BMO Global Commodity Strategist Bart Melek asserts factors are in place to keep the silver bull running for the next three years.

In a recently published analysis, Melek advised, BMO expects gold to be a strong performer for at least the next three years, with silver following suit and perhaps even outperforming gold.

The recent rally in silver to around U.S. $14 an ounce suggests the gold times for silver may continue, he said. The price of the metal surged despite waning industrial demand, a high U.S. dollar and ebbing inflation.

Silver's recent outperformance suggests that the market may be starting to see it as it sees gold-as ultimate money, he added.

BMO Research forecasts silver to average $12 an ounce in the first half of this year, $13.50 an ounce in the second half of the year, and $14 an ounce in 2010. The long-term forecast continues to be $12.50/oz.
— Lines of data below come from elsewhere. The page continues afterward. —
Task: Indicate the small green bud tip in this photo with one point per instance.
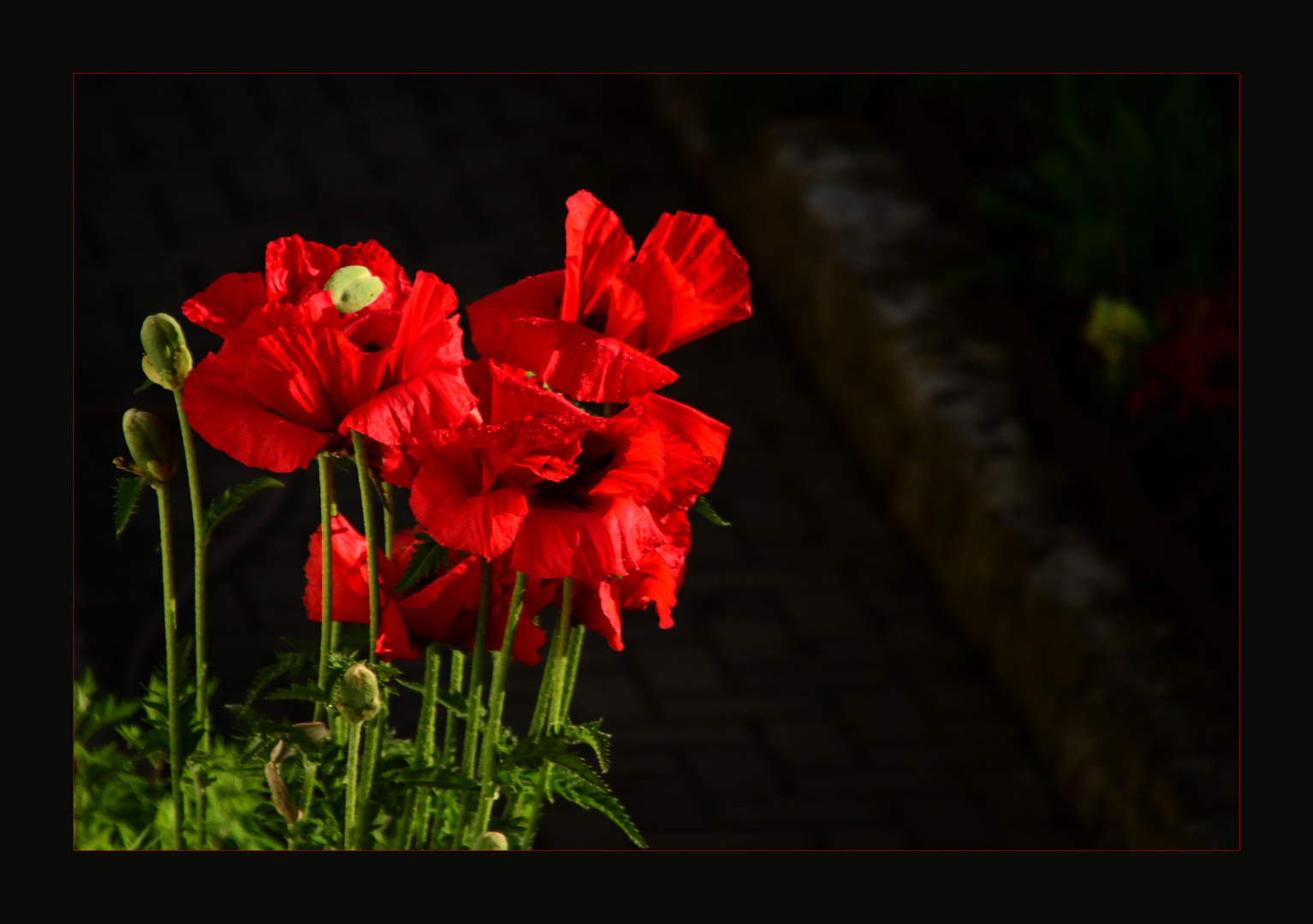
(490, 840)
(358, 695)
(167, 360)
(352, 289)
(149, 444)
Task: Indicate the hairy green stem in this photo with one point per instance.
(326, 624)
(444, 801)
(572, 672)
(307, 794)
(172, 678)
(469, 757)
(348, 820)
(549, 698)
(496, 698)
(199, 549)
(450, 734)
(389, 518)
(417, 803)
(373, 749)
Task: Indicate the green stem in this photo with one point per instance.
(175, 726)
(307, 794)
(199, 548)
(473, 720)
(373, 749)
(348, 820)
(450, 734)
(366, 511)
(389, 518)
(374, 740)
(450, 737)
(553, 681)
(417, 803)
(496, 698)
(326, 624)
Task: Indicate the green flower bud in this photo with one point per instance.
(167, 360)
(358, 695)
(149, 442)
(490, 840)
(352, 289)
(282, 800)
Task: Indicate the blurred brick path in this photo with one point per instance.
(811, 696)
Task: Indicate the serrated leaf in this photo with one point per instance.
(557, 749)
(425, 555)
(594, 737)
(285, 663)
(127, 495)
(599, 798)
(231, 500)
(705, 509)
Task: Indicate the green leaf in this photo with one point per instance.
(127, 495)
(425, 555)
(231, 500)
(594, 737)
(600, 798)
(705, 509)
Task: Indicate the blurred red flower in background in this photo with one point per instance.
(1197, 365)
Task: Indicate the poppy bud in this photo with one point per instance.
(167, 360)
(490, 840)
(358, 695)
(149, 444)
(352, 289)
(282, 800)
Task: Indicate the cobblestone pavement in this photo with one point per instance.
(811, 693)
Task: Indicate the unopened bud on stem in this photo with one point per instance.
(149, 442)
(167, 360)
(282, 796)
(490, 840)
(358, 695)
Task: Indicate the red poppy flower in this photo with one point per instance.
(293, 270)
(472, 484)
(444, 609)
(592, 329)
(656, 580)
(297, 377)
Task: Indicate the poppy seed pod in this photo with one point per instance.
(358, 695)
(352, 289)
(490, 840)
(149, 442)
(167, 360)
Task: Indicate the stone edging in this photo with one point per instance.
(1136, 730)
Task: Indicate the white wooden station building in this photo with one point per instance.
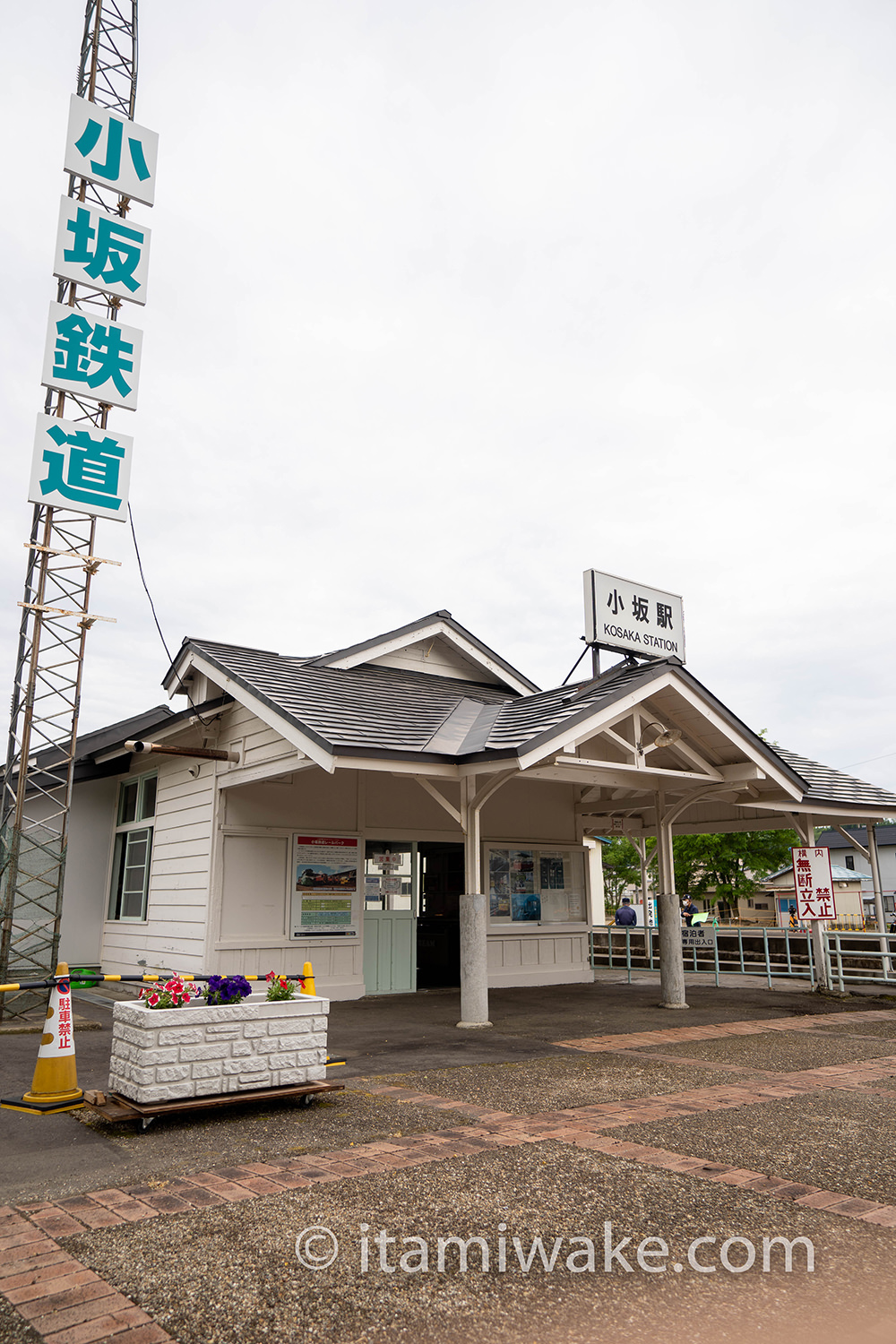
(408, 812)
However, Melek noted, The expectation that silver fabrication demand will drop 5-8% (lower industrial use and sliding jewelry sales) this year has reduced investor appetite for silver relative to gold. The market was concerned that lower demand would precipitate a considerable inventory build. However, this proved not to be the case on the COMEX-stocks have actually dropped 12% to 124 million oz. from the most recent August 2008 high.
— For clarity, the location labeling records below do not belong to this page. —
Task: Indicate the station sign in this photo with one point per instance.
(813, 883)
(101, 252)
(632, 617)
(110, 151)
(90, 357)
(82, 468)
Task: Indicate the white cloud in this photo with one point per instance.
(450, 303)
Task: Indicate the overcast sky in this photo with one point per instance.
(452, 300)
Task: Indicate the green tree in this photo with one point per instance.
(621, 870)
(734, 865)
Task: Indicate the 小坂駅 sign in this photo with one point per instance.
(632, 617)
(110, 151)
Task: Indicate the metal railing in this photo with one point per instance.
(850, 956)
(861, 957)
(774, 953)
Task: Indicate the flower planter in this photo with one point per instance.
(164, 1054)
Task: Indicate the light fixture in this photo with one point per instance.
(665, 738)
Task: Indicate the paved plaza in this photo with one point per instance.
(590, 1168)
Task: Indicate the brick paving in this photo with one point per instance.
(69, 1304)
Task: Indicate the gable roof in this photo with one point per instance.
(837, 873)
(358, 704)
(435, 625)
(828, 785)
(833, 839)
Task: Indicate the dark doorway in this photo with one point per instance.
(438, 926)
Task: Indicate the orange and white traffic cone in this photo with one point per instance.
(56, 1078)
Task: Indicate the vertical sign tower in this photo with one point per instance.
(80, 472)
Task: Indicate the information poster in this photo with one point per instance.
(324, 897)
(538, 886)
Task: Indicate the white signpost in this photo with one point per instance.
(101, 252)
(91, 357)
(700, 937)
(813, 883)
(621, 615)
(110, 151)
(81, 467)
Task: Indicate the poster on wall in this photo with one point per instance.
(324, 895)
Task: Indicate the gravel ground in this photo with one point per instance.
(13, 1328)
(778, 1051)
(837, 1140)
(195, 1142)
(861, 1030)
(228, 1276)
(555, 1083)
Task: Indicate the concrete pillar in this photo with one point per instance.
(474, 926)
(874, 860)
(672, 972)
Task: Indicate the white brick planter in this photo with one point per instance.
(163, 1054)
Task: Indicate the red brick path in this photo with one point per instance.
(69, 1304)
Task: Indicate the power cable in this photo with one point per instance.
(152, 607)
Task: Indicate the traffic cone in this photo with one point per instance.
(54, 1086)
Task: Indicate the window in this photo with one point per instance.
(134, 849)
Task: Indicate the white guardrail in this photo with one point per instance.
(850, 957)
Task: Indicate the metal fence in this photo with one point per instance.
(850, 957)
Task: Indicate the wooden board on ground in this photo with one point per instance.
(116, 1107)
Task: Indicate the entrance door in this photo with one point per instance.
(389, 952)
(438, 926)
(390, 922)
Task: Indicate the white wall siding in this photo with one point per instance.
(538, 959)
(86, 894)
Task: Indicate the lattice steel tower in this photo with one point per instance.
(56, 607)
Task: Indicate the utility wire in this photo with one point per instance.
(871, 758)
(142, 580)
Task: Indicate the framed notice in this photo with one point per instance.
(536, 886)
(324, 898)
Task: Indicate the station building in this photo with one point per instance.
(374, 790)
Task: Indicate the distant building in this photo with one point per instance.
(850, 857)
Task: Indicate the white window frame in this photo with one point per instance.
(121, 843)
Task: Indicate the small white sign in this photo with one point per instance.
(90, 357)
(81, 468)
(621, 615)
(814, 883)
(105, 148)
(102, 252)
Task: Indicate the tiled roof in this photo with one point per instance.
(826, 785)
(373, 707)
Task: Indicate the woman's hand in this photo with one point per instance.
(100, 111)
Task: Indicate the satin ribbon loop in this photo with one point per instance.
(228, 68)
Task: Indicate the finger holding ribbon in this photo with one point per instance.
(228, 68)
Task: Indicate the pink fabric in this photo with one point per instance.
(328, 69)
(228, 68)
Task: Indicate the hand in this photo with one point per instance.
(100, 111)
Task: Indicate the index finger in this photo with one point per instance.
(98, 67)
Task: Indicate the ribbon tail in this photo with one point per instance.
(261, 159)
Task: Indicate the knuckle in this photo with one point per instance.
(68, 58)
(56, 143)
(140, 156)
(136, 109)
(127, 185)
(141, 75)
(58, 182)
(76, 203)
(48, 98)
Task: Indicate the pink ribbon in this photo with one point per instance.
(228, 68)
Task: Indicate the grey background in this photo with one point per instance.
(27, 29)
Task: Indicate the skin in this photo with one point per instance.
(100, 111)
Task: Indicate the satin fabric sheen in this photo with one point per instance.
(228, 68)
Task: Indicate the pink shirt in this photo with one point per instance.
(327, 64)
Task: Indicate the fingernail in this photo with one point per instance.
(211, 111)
Meanwhile, Melek suggested, Mine site developments weaken the argument that there will be large amounts of silver coming into the market as a result of base metal mining. Zinc, lead and copper product cutbacks/suspensions are likely to limit by-product silver growth for the next two years.

In fact, an analysis of lead/zinc curtailments points to a decrease in silver supply of over 15 Moz in 2009 and 8.75 million ounces in 2010. This leaves primary supply growth which, like other parts of the industry, continues to be hit by the credit crunch and concern on the demand side-not to mention the lack of high quality projects in the pipeline, he advised.

Although BMO Research expects base metals and silver to be under selling pressure in the first half of this year, Melek forecasts a modest turnaround later on this year. This view is being driven by more positive facts on the ground and expectations that aggressive fiscal and monetary policy interventions will yield positive results.

Melek also suggests that greater stability and better economic prospects will help jewellery and silverware markets later in 2009. Strong demand and moderating manufacturing inventories, along with slower supply growth could be the catalyst that persuades investors that a large over-supply is not pending.

With over-supply concerns starting to abate, silver could continue on its recent trajectory and become more precious, or gold like, he claimed.

Melek said the amount available for silver investment is quite small-likely 50 million to 100 million ounces at the most. This is a pitifully small market, especially when compared relative to the amount of future paper that will be flying around looking for a home.

He concluded that mined silver is insufficient to balance the market and it will be the investor who provides the marginal ounces. If investors choose to buy silver as a hedge in turbulent times, they will not want to give up their real assets like silver easily. This implies firm prices for silver.